Não disse nada, apenas continuei a fitando. Ela suspirou por um momento e se apoiou no parapeito da janela que ficava no longo corredor que estranhamente naquele horário estava com pouco movimento. Ela tinha uma expressão calma no rosto, o vento bagunçava seus cabelos curtos e por alguma razão parecia uma tranqüilidade verdadeira.
- Me desculpe por antes. Fui infantil , admito. – ela dizia sem me encarar. – Mas não pretendo desistir disso, estou imensamente curiosa. – em seguida ela voltou-se em minha direção e com um sorriso mínimo ela continuou. – eu vou continuar e vou ficar com a chave.
Me aproximei e me apoiei no parapeito da janela também
- Não vou estar lá, já te disse.
Ela soltou uma risada baixa.
- E isso importa mesmo?
- Não sei, quem me ligou pedindo ajuda foi você.
Eu imaginei que esse comentário de alguma maneira a irritaria, mas ela não falou nada por um longo momento, só continuava com o rosto na mesma direção fitando qualquer coisa no meio daquelas nuvens.
- Essa sua mania de não expressar nada realmente me irrita. – ela comentou repentinamente. Eu já sabia disso, não que fosse algo exclusivo dela, mas todos que conheço se sentem incomodados com isso.
- Eu sei.
Ela voltou-se para mim sorrindo. Um daqueles sorriso travessos, maliciosos que combinava perfeitamente com ela. Não aquele sorriso com as covinhas que tremiam, falso e infantil.

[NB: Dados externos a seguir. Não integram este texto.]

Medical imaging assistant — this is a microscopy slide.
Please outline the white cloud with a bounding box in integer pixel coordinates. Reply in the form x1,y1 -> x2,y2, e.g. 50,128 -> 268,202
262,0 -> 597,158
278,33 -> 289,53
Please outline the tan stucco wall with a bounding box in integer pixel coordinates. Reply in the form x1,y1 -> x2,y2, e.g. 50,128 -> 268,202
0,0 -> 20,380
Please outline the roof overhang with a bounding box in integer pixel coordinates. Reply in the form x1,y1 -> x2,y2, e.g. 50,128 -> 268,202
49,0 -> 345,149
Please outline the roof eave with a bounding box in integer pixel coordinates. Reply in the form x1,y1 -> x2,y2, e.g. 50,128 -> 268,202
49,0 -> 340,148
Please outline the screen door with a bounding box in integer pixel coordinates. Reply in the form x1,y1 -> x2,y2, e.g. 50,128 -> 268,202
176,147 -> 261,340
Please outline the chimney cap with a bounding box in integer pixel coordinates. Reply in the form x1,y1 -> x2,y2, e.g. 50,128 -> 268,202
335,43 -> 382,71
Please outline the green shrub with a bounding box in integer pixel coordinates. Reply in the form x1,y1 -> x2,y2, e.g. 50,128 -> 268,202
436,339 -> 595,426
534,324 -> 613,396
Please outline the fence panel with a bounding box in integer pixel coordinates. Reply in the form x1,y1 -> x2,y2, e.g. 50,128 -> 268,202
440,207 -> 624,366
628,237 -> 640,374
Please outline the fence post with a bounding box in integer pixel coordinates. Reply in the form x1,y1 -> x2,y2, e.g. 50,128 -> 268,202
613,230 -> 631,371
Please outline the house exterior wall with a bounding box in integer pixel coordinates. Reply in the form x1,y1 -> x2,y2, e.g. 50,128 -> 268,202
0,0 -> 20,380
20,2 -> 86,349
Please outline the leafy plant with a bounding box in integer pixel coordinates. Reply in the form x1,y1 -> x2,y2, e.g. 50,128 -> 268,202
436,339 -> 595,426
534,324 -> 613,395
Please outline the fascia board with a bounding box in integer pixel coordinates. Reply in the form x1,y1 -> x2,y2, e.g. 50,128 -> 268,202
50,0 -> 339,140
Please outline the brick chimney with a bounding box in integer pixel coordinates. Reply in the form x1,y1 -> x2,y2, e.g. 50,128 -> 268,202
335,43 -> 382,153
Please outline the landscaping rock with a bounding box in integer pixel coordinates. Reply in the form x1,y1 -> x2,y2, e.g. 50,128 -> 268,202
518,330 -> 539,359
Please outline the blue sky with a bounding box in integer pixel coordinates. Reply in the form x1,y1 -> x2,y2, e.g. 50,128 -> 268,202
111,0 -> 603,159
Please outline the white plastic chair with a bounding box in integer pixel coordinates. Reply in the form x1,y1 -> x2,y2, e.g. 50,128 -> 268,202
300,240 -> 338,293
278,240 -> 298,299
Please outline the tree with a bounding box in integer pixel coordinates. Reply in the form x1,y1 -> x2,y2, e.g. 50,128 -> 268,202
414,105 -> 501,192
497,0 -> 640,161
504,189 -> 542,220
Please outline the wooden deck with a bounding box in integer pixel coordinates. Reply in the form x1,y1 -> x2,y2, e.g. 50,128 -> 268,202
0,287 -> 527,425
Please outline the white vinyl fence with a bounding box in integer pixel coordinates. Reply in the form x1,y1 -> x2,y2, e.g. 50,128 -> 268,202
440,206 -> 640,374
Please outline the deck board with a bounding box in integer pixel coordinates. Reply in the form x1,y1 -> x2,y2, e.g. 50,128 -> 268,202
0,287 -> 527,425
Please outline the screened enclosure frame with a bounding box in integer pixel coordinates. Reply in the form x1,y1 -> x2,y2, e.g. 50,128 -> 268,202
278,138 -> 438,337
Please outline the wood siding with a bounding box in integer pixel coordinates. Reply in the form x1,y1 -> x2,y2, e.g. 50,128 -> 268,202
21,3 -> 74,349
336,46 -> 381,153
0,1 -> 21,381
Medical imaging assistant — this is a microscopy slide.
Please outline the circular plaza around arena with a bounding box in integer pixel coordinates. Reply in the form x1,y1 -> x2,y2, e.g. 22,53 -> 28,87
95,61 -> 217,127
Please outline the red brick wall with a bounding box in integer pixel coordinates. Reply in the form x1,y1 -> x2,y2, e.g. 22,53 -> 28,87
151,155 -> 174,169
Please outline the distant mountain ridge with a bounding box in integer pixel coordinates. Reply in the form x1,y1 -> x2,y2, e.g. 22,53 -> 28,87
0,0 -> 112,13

- Você realmente é irritante.
- Também sei disso.
- Todos acham é?
- Não... Mas eu sei que você acha isso. – afirmei e me afastei da janela. Não iríamos discutir hoje, pelo menos não agora. – E eu quero a chave, do contrário... Isso é cheiro de cigarro?
Ela arregalou os olhos e logo depois olhou para os dois lados verificando se ninguém tinha escutado a minha pergunta tendenciosa. Sorri, pois ela voltou-se para mim com os olhos estreitos.
Ela havia entendido minha mensagem. E amanhã, sem dúvida, eu teria aquela chave em minhas mãos.
N/A: Eu realmente amo esse Gaara. Eu sei que ele a chantageando realmente não combinou muito com ele, mas de qualquer forma eu duvido muito que ele cumprisse a ameaça. E Sakura até tentou se manter equilibrada e sensata na última situação tentando demonstrar quem é que mandava ali... Mas enfim, foi uma boa tentativa Sakura haha.
E espero que tenham gostado do Naruto, ele não é, como vocês perceberam, um idiota e eu realmente adoro isso, o Uzumaki sempre foi um dos meus personagens preferidos – pelo menos no mundo das fics – e estou super empolgada em adicioná-lo na história. Rock Lee como chinês também haha
Obrigada pelos comentários, Conny (O distanciamento é meio que inevitável, mas por enquanto... agora que eles descobriram que são colegas de escola, com certeza muita coisa vai mudar) B. Lilac (Você está indo pelo caminho certo, raramente as pessoas valorizam o titulo da fic, mas é super importante. E eu ri com seu comentário, Sakura realmente foi irritante na última cena, mas nesse capítulo deu para ter uma noção melhor de como ela é... e convenhamos que Gaara também não foi exatamente tão gentleman agora haha) Rica M. (Eu entendo essa vida de vestibulanda, mas não se preocupa, o pior mesmo é quando vc entrar na universidade haha, to brincando – apesar de ser verdade. Fico feliz que vc tenha achado envolvente o trama, apesar dela ser um bocadinho lenta, e ainda mais do casal) e D. F. Braine (pois bem continuarei sim, ;D ) . Obrigada novamente.
PS: esse capítulo eu revisei apenas uma vez, qualquer errinho de português me desculpem.